In a phone chat from London, Larkin said she was surprised "Devil's Trill" hadn't been made into an audiobook already. The project was right in line with her mission to "bring something different to something that's been done before," such as adding songs from Regency England to a recording of "Pride and Prejudice" or poems by a teenage Jane Austen to "Persuasion."

| Courtesy Devil's Trill by Gerald Elias, read by Jim Frangione.

Larkin hired Jim Frangione, winner of several Earphones Awards from Audiofile Magazine, to narrate "Devil's Trill." "We had long discussions before he read a word," Elias said. He was delighted to discover that Frangione already knew a thing or two about music and needed hardly any help with the "many weird names and musical terms" in the novel.

"He doesn't want to make it a stage play with different voices, he just modulates his voice very subtly to convey the nuances of personality and character," Elias said. The violinist didn't want to upstage the reader, either. When choosing the excerpts, less was more.

"We have the music played in real time and weave it in in such a way that the listener hears the music that is so integral to the story, without having it interrupt the enjoyment of the book," the author said. "There are times when I start an excerpt for 10 or 20 seconds, then Jim Frangione starts to read again and the music gradually fades into the background. You hear both, but you hear the reader very clearly."

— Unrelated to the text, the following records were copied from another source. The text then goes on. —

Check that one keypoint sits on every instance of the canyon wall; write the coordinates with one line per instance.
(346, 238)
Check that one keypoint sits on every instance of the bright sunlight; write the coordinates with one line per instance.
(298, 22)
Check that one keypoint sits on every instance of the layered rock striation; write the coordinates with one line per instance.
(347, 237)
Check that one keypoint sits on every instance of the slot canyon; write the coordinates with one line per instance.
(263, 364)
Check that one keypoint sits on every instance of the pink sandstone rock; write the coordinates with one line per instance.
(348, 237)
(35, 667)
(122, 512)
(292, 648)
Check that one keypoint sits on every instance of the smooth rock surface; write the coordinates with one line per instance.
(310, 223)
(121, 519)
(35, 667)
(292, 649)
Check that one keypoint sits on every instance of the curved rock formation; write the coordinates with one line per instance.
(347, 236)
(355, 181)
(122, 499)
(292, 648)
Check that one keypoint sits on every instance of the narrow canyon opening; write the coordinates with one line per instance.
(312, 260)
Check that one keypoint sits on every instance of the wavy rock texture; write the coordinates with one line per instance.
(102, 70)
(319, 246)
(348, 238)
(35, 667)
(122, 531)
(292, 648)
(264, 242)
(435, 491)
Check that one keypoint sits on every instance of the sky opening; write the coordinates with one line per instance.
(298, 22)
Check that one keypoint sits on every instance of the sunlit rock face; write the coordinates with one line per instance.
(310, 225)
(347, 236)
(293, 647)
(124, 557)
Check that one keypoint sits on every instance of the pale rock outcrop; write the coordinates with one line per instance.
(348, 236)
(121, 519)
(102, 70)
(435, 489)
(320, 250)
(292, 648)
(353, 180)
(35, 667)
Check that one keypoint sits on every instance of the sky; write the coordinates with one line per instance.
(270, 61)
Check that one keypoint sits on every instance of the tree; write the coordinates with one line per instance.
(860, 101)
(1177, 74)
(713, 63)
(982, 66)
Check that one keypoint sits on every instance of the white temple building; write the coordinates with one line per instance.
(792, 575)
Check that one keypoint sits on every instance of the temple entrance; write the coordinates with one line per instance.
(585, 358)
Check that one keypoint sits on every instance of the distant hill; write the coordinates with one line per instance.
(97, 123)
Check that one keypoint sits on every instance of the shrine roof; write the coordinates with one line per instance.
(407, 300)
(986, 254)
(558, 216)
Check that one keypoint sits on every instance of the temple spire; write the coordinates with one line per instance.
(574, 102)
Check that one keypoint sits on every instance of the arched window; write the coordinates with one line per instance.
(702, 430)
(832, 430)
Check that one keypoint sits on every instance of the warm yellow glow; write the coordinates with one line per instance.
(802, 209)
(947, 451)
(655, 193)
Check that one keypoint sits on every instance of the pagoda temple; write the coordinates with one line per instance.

"The music provides clues," Larkin said. "That brings an added dimension of excitement to the work. … We're absolutely delighted to be doing something really new." Larkin said Frangione has signed on to narrate "Danse Macabre," the second book in the Jacobus series. "I like to move very quickly," she said, so she hopes the audiobook will be available by Christmas. If all goes well, she plans to record the entire series, whose sixth installment, "Spring Break," will be published Tuesday.